Remember these three wants when you're dealing with your help.
Get your "help"—it may be the switchboard operator or it may be a thousand automobile workmen—in the position of wanting those same three things. The help's job is his "trade," you are his customer; and his compensation is his profit.
When you do that, you have an employee or helper who is going to give you the hearty cooperation you're looking for—just so long as you are a good customer, and his compensation for helping you is a fair profit.
Next time you go into a store, try to keep that thought fixed in your mind. Everyone working in a business, you see, is selling his services—and when you use those services you are the buyer.

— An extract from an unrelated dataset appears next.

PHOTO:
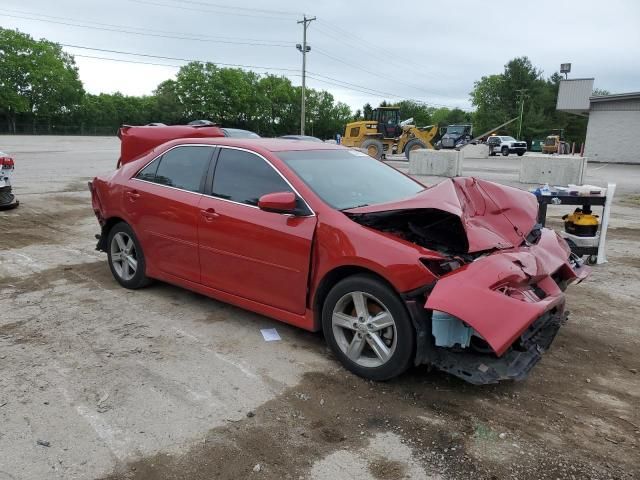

Perhaps you pay in money for the services rendered—perhaps you simply repay him by making his day's work easier. In either event, treat your requests for service as though you and he were transacting a business that is mutually, but individually, profitable, and the cooperation which is otherwise usually begrudged will be automatically forthcoming.
But that, you say, is PERSONALITY. Then how do you account for this?
A. is a big, breezy salesman. He busts into a hotel, calls the "greeter" behind the desk by name, asks for 1209 "same as last time"—and gets all kinds of real service from porters, bell-hops and waiters.
It looks as though it might be personality.
Yet right behind him walks B. He's a horse-faced bird who never smiles—wiry, monosyllabic—asks brusquely for a $4 room—gets it. And gets everything else he asks for—just as promptly as A. does.
No, it can't be personality. For there's C. and there's D. C. is A's twin—and B. and D. were cast in the same mold. Their tips are no smaller; their demands no more unreasonable. Yet C. gets the poorest sample room in the house. And D's trunk is always the last one the porter brings up.
These aren't exaggerated cases. Hotel men will tell you they happen every day.